The sun continued to shine the day of the funeral. Women wilted in their mourning weeds under the sun of a Midwestern summer. I stood, gaunt and ghostlike, in the dress my mother picked out for me. Afterwards I spent a month hiding in the tiny apartment we had called home. I wore his clothing, trying to capture the last of his scent before it was gone forever.

I should have realized it when I hardly kept any food down for over a month. But nothing clued me in until the blinding pain and bleeding that brought me to the hospital on that fateful day that summer. Funny, mourning and pregnancy have many of the same symptoms.

Somehow, in the stress of the last few months of my husband's life, I never noticed the missed periods. We stopped using protection once he started the chemo. We thought he would be sterile. Who knew that such a small decision could cause such pain?

I cried over this loss. It's a very odd thing to lose something you never knew you had.

I knew, even then, that I was too young. Would I have made it through med school as a single mom? I don't know. But I would have had his child. A child we had created together, not one produced in a lab. Knowing I wasn't ready for child didn't prevent the grief.

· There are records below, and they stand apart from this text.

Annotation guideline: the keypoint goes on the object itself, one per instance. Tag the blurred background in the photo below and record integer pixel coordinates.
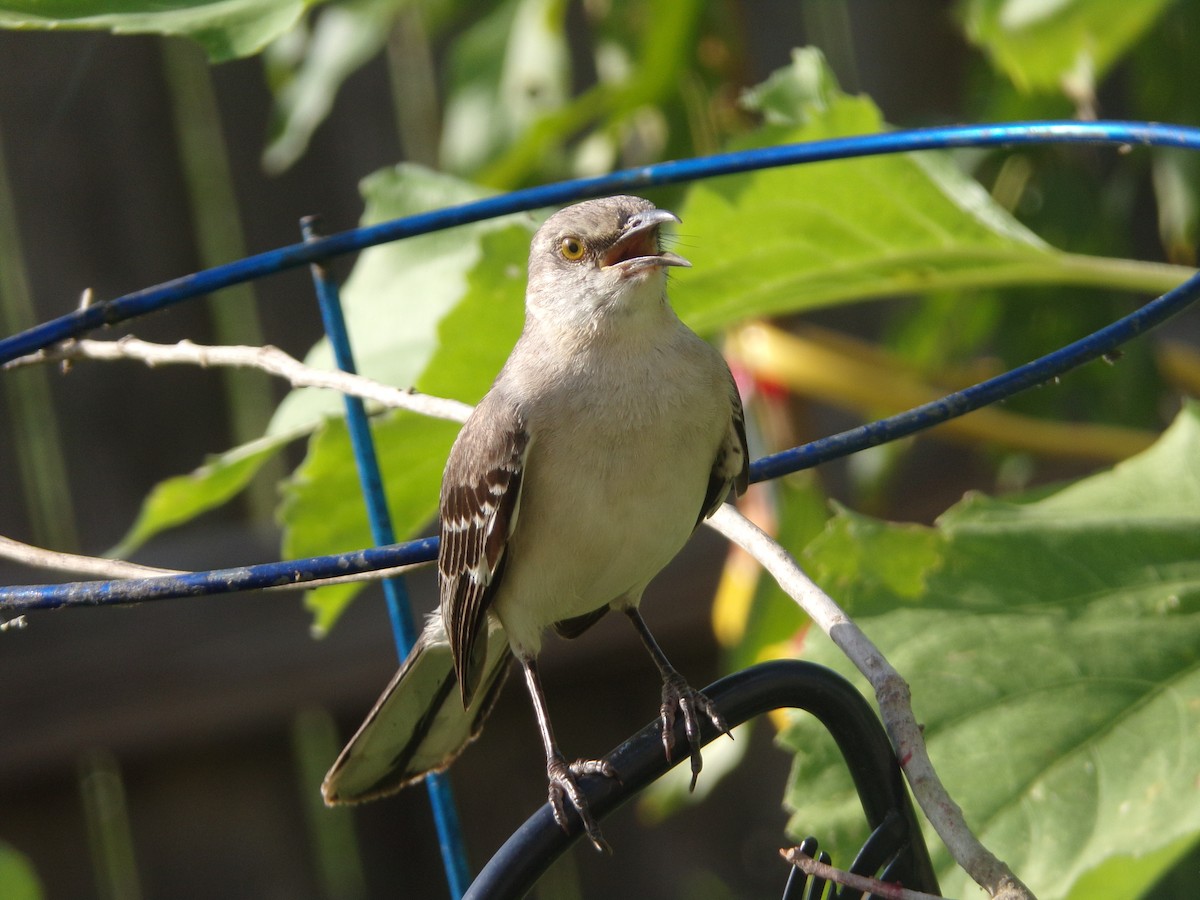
(174, 749)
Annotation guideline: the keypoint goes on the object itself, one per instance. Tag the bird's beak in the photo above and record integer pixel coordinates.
(637, 249)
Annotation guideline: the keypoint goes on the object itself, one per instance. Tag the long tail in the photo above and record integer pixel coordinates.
(419, 724)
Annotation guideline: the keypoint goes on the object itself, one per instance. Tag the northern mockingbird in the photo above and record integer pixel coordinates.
(611, 432)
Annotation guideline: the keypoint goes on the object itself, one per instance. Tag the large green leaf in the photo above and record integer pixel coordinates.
(505, 72)
(226, 29)
(183, 498)
(323, 511)
(399, 292)
(807, 237)
(1042, 43)
(18, 881)
(408, 286)
(306, 69)
(1054, 653)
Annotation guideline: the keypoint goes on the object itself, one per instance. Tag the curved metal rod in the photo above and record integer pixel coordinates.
(744, 695)
(139, 303)
(23, 598)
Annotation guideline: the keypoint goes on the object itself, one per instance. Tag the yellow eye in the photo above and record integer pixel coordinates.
(571, 249)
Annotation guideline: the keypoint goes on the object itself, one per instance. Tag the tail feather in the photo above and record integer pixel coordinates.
(419, 724)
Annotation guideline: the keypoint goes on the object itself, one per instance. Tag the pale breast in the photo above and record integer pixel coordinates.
(607, 502)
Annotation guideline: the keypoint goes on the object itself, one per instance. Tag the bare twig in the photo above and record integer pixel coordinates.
(96, 567)
(874, 887)
(120, 569)
(893, 697)
(267, 359)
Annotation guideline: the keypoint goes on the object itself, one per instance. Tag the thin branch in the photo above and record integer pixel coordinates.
(894, 701)
(119, 569)
(265, 359)
(874, 887)
(96, 567)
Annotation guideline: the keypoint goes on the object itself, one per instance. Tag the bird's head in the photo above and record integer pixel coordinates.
(600, 257)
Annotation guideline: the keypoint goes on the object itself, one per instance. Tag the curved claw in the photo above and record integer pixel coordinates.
(562, 778)
(677, 694)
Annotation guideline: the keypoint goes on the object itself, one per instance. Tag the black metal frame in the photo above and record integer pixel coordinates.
(895, 850)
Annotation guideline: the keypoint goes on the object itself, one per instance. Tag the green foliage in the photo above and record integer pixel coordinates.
(18, 881)
(1051, 645)
(1044, 46)
(226, 29)
(323, 510)
(1050, 642)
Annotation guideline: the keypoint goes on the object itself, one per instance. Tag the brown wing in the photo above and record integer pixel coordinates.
(731, 468)
(480, 501)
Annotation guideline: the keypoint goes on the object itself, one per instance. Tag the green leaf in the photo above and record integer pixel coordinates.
(807, 237)
(509, 70)
(226, 29)
(18, 881)
(306, 69)
(773, 621)
(1041, 43)
(1053, 648)
(475, 337)
(184, 497)
(397, 293)
(323, 510)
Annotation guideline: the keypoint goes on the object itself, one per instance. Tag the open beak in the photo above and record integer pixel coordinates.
(639, 249)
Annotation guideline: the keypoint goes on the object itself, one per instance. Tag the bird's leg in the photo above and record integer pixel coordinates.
(678, 694)
(561, 774)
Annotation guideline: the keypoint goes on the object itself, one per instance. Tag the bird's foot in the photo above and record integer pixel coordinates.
(563, 783)
(678, 695)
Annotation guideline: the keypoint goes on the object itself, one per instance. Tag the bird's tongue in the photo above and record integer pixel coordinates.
(633, 246)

From the hospital I went home and took a look at the letters from medical schools across the country. I had applied in better days and hadn't had the heart to look at them. Some were months old. However, something had altered in me. I had to move on with my life. Something had to change.

I blindly chose the furthest school from home. What once would have been a carefully planned decision between two partners became a lonely woman playing a game of chance.

A couple of months later I found myself studying medicine in the Northeast. I hoped that distance could dull the pain of my twofold loss.

It didn't hurt less, but it became easier to live with the pain. Some days now, I don't even think of it.

So, yes, I was jealous today. That woman went home with both her husband and child… What would I give to have either one of those things?

I drink myself into a fitful sleep, my dreams haunted by his face, his blue eyes. I wake up a little worse for the wear, but the cup of coffee and carefully applied makeup attempt to hide it. I know another set of blue eyes that won't be so easily fooled.

But I put on a brave mask and head out to face the world. Maybe one of these days it won't be a façade. Maybe I'll be brave enough to call up the sperm bank and have my husband's child on my own. Or maybe I'll be brave enough to destroy that possibility and let the future pull me along with the tide.

In any case, the future is open, and today maybe I'll be brave enough to see what it has in store for me.